Rustler's Rhapsody is a hypothetical movie about a silver screen cowboy. It is a movie the narrator (also Rex O'Herlihan's sidekick) imagines as a 1985 update of the old 1940s cowboy matinee films. The narrator believes if those films were still being made they would be more realistic. He tells us that in a modern film the bad guys wouldn't be such cowards, and Rex wouldn't be so damned perfect all the time! Of course the film is in color, not black and white, and in this more realistic scenario, the hero Rex knows he is playing out a script. Because of that, he knows what will happen! None of the other characters knows, because they're just people in a movie and they don't travel all over the West the way Rex does. When Rex travels from town to town, he rides his wonder horse Wildfire, and he also has a mule with him for hauling his wardrobe wagon. This wagon has a finely crafted cabinet inside with places for four guitars, about 10 different shirts, a stack of spare hats and a drawer for his knives, which he uses to cut pieces from some kind of intoxicating root he always takes along. When Rex arrives in Oakwood Estates, as always when he arrives in a western town he immediately gets into a conflict with the local bad guys. However, the evil power-mad cattle baron (Andy Griffith as colonel Ticonderoga) realizes he is operating under a set of silver screen cowboy rules, one of which is that the bad guys can never win. To solve this problem, he decides to find another good guy (who also rides around in the desert with a wardrobe wagon) to fight Rex. That is where the jaded and confident Rex encounters a first: Something that has never happened before! What will happen when he has to fight another good guy?

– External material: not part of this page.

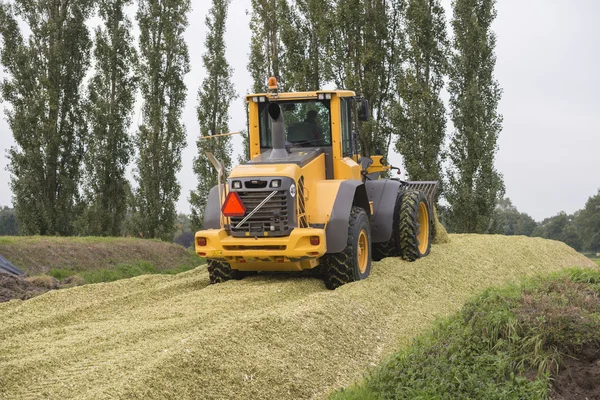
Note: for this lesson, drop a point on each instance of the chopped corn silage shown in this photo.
(265, 337)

As Rustler's Rhapsody begins, Rex sings his theme song "I Ride Alone" to his horse Wildfire and mule as they stand listening beside his wardrobe wagon.

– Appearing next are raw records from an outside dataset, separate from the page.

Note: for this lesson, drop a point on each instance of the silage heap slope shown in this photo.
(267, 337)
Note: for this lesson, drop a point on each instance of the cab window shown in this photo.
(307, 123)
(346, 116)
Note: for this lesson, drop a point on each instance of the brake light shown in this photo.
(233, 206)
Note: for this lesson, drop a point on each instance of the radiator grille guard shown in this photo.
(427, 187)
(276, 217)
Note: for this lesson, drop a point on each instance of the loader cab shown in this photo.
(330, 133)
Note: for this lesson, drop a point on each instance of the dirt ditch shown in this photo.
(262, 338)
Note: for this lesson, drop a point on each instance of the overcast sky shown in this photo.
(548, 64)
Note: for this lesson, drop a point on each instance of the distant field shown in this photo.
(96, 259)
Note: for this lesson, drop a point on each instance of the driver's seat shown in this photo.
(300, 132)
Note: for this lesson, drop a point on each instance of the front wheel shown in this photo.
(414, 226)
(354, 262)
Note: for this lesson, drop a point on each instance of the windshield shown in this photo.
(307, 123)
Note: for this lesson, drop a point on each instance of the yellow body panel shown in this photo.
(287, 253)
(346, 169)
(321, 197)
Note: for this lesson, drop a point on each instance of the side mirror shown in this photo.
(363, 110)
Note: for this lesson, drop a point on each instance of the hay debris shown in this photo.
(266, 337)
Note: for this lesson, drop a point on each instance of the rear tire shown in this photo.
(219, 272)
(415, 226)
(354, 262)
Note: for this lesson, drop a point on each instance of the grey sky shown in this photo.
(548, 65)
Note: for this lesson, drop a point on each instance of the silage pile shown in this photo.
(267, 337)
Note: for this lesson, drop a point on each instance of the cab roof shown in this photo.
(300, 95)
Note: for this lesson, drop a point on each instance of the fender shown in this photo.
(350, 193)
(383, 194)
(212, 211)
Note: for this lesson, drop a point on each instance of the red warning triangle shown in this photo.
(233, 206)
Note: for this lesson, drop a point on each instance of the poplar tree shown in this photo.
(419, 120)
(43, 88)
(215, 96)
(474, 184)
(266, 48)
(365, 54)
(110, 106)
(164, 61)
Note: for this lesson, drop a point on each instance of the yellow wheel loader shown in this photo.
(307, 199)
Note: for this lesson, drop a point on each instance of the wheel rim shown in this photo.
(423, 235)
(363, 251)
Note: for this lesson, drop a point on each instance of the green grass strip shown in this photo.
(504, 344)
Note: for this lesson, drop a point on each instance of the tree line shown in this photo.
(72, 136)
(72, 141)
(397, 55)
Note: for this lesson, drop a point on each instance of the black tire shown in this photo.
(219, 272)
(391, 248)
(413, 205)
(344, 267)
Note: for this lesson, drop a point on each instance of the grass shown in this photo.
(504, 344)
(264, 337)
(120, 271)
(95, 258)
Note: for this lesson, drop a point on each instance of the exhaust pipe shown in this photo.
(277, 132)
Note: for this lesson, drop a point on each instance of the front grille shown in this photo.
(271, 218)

Patrick Wayne and Tom Berenger face off as the two good guys in Rustler's Rhapsody. They know the good guy always wins in B westerns, but which one? They agree that the "most-good good guy" will win. Then Patrick Wayne (as Bob Barber) explains to Berenger (as Rex O'Herlihan the singing cowboy) that one of the requirements for being a good guy is that he has to be a confident heterosexual. From Rex's expression Bob realizes Rex is a virgin and says "well don't worry, I'm not gonna hurt you, I'm just gonna shoot the guns out of your hands." Rex says "I'd rather you shoot me in the heart!" Bob replies "You know I can't do that!" Rex then says "I can't fight you today," leaves and is met immediately in the street by a disgusted crowd throwing things at him and calling him a coward and a pervert.